Spätestens seit dem Auftaktprozess zum Kindesmissbrauch Bergisch-Gladbach gegen einen Krefelder und einen Viersener Beschuldigten, ist der Öffentlichkeit klar, dass Kinderpornografie und Kindesmissbrauch  in gleichsam organisierter Form auch in de Seidenstadt kein Tabu darstellt. Bei einer  erneuten Großrazzia am Donnerstag untersuchten Spezialkräfte im Kampf gegen die Pädophilen-Szene 41 Häuser in verschiedenen Städten – darunter Krefeld.

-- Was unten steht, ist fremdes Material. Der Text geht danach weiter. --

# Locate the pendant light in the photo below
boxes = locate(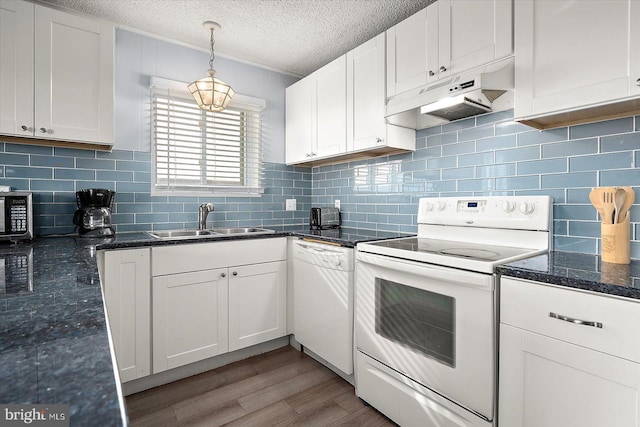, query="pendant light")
[188,21,235,111]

In Nordrhein-Westfalen sind in den vergangenen Jahren große Fälle von Kindesmissbrauch aufgedeckt worden - Lügde, Bergisch Gladbach und Münster wurden zu ihren Chiffren. Mittlerweile überziehen die Ermittler aber das ganze Land mit Razzien. Diesmal standen 56 Beschuldigte im Fokus. Haftbefehle seien dabei nicht vollstreckt worden, einzelne Beschuldigte hätten sich aber bereits geständig gezeigt. Die Ermittler stellten mehr als 330 Datenträger sicher, informierte die Staatsanwaltschaft in Köln.

„Die Durchsuchungen richten sich sämtlich gegen Beschuldigte, die sich beziehungsweise anderen vor allem über soziale Netzwerke kinderpornografische Inhalte verschafft haben sollen“, erklärte die fStaatsanwaltschaft. Bei der Behörde ist die Zentral- und Ansprechstelle Cybercrime Nordrhein-Westfalen (ZAC NRW) angesiedelt, die die konzertierte Aktion veranlasst hatte. Unter den Beschuldigten seien auch einige wenige Frauen, sagte der Sprecher der Staatsanwaltschaft, Ulrich Bremer.

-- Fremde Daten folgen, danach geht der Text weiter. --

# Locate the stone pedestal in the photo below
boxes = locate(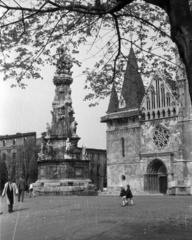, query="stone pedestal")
[34,47,97,195]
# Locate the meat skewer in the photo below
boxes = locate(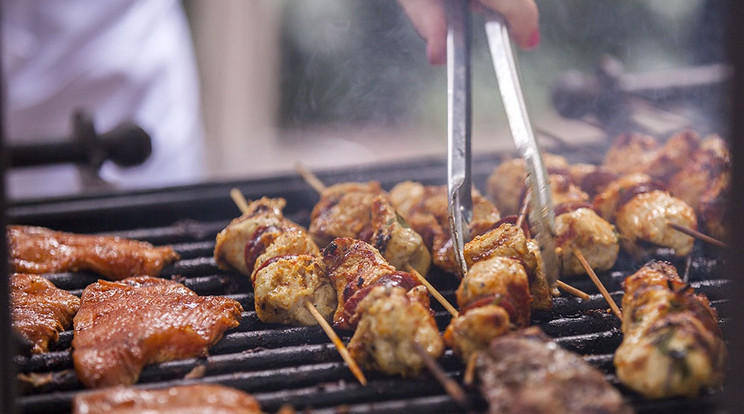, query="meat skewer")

Die Polizisten schlugen in großen Städten und kleinen Orten zu. Unter anderem wurden sie in Krefeld, Dortmund, Duisburg, Düsseldorf, Essen, Grevenbroich, Gütersloh, Hamm, Hövelhof, Kerpen, Minden, Oberhausen, Schermbeck, Solingen und Wuppertal vorstellig. Dabei entdeckten sich auch Anhaltspunkte für weitere Straftaten – etwa für unerlaubten Schusswaffen-Besitz.

Die Durchsuchungen beruhte den Angaben zufolge überwiegend auf Informationen des „National Center for Missing & Exploited Children“ (NCMEC) aus den USA, berichtete die Deutsche Presseagentur. Die Organisation nimmt Hinweise zu Straftaten gegen Kinder entgegen und leitet sie an die zuständigen Behörden weiter.

Die ZAC NRW versucht unter anderem, den Pseudonymen im Darknet echte Namen zuzuordnen.